Joseph Owona

No. 14 – JSA Bordeaux Basket
- Position: Center
- League: Turkish Basketball League

Personal information
- Born: 26 August 1976 (age 50) Yaounde, Cameroon
- Listed height: 6 ft 9 in (2.06 m)
- Listed weight: 253 lb (115 kg)

Career information
- Playing career: 2002–present

Career history
- 2000–2003: Mérignac
- 2003–2006: Bordeaux
- 2006–2007: Nantes
- 2007–2010: Bordeaux
- 2013–present: Bordeaux

= Joseph Owona =

Cameroonian basketball player

Joseph Owona (born 26 August 1976) is a Cameroonian professional basketball player for JSA Bordeaux Basket. He is most noted for being a physician and sport medicine specialist, graduated while still playing basketball.
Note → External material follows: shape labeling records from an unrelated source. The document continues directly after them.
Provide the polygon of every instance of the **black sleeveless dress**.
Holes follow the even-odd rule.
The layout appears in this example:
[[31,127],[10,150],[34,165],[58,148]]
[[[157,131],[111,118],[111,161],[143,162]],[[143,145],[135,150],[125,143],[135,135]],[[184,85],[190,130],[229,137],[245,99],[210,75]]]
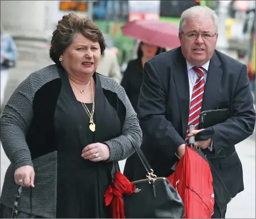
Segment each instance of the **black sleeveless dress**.
[[[109,218],[109,209],[105,206],[104,195],[112,181],[113,163],[92,162],[81,157],[85,147],[98,141],[95,133],[89,129],[89,117],[82,104],[76,100],[64,69],[60,73],[60,78],[62,88],[54,115],[58,142],[56,217]],[[105,97],[97,98],[101,92],[97,92],[95,102],[105,101],[95,105],[99,107],[102,105],[105,108],[105,115],[96,115],[94,121],[95,117],[98,121],[108,117],[105,122],[112,123],[113,129],[110,132],[112,134],[105,138],[111,139],[118,136],[121,131],[120,120]],[[92,104],[87,106],[91,111]],[[96,112],[95,109],[95,114]],[[104,117],[101,119],[101,117]],[[100,133],[106,132],[104,125],[97,127],[97,121],[95,122],[98,136],[101,136]]]

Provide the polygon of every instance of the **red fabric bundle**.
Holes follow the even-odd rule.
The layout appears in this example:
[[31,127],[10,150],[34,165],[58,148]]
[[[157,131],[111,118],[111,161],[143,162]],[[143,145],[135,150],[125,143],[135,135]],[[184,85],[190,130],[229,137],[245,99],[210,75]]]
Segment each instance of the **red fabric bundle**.
[[105,193],[105,204],[110,206],[113,218],[125,218],[123,194],[132,194],[136,189],[134,184],[120,172],[115,171],[112,185],[110,185]]

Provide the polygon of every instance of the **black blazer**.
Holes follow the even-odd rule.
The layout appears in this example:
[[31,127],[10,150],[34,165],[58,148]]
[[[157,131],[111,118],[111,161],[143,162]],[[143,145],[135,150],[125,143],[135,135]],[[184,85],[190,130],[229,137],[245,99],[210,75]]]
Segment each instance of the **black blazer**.
[[[141,148],[157,176],[172,173],[171,167],[177,160],[175,153],[185,143],[189,104],[187,63],[180,47],[146,63],[138,117],[144,134]],[[229,109],[230,117],[212,127],[212,153],[222,151],[226,156],[211,161],[234,197],[244,189],[241,164],[234,145],[253,133],[255,115],[246,66],[215,50],[202,110],[225,108]],[[127,160],[124,174],[131,180],[145,178],[136,154]]]

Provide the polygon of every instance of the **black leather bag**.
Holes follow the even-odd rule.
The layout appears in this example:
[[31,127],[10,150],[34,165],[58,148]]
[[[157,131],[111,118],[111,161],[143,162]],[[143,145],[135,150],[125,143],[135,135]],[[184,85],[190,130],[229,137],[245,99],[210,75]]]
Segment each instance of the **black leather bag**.
[[[133,139],[129,138],[133,143]],[[147,174],[146,179],[132,182],[136,186],[133,194],[123,195],[125,217],[183,218],[184,207],[179,193],[167,179],[154,175],[141,149],[133,143],[133,145]]]

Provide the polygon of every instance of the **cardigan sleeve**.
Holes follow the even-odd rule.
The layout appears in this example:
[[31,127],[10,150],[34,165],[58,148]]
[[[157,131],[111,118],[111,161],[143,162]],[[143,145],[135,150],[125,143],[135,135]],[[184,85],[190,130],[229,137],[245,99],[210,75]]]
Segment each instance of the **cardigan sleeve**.
[[32,77],[30,74],[18,85],[6,104],[1,117],[2,145],[15,170],[26,165],[32,166],[25,139],[33,117],[34,91]]
[[[110,149],[110,161],[118,161],[128,158],[134,152],[132,143],[140,147],[142,141],[142,132],[136,113],[124,88],[119,85],[116,86],[118,87],[118,96],[126,108],[126,115],[122,135],[104,142]],[[130,139],[133,140],[133,143]]]

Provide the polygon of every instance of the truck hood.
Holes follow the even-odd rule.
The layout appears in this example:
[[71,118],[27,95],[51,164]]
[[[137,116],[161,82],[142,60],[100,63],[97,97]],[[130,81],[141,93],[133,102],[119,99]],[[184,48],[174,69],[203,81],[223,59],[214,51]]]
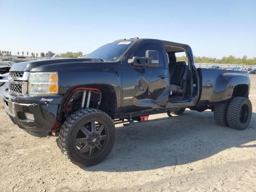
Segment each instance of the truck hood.
[[30,61],[26,62],[18,63],[14,64],[10,71],[31,71],[32,69],[34,71],[36,68],[42,66],[55,64],[67,63],[77,63],[82,62],[103,62],[101,59],[90,59],[87,58],[52,59],[36,61]]

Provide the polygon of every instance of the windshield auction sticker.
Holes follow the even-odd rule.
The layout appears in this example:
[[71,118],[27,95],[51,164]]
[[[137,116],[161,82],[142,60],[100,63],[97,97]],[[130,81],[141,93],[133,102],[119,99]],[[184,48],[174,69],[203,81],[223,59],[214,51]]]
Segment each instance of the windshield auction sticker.
[[123,41],[118,43],[118,45],[128,45],[132,42],[131,41]]

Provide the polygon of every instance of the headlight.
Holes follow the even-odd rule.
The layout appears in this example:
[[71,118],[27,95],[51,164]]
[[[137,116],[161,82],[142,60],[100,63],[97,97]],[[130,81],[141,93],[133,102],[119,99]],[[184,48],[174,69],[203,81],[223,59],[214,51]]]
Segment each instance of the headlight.
[[57,94],[57,72],[43,72],[30,74],[28,94]]

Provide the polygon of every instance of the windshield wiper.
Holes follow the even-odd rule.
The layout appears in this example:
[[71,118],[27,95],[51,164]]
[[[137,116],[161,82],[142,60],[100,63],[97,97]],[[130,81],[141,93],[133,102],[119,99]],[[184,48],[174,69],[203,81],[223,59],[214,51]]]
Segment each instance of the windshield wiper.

He has helped his national team winning the silver medal at the FIBA Africa Championship 2007, averaging 6.3 rebounds per game. Owona also represented Cameroon at the 2011 Afrobasket, with a seventh-place finish. He was most valuable player in 2006 of the Quai 54 tournament in Paris with team Zikfi. Generally playing center, he was a solid rebounder and defender, several times best shot blocker of the league. Owona was known as "Big Ben" or "DocBen" through his years with his club, returning to Bordeaux shortly after his retirement. He is now a physician in SOS Medecins Bordeaux and Aldo sport physician for French under 18 national team.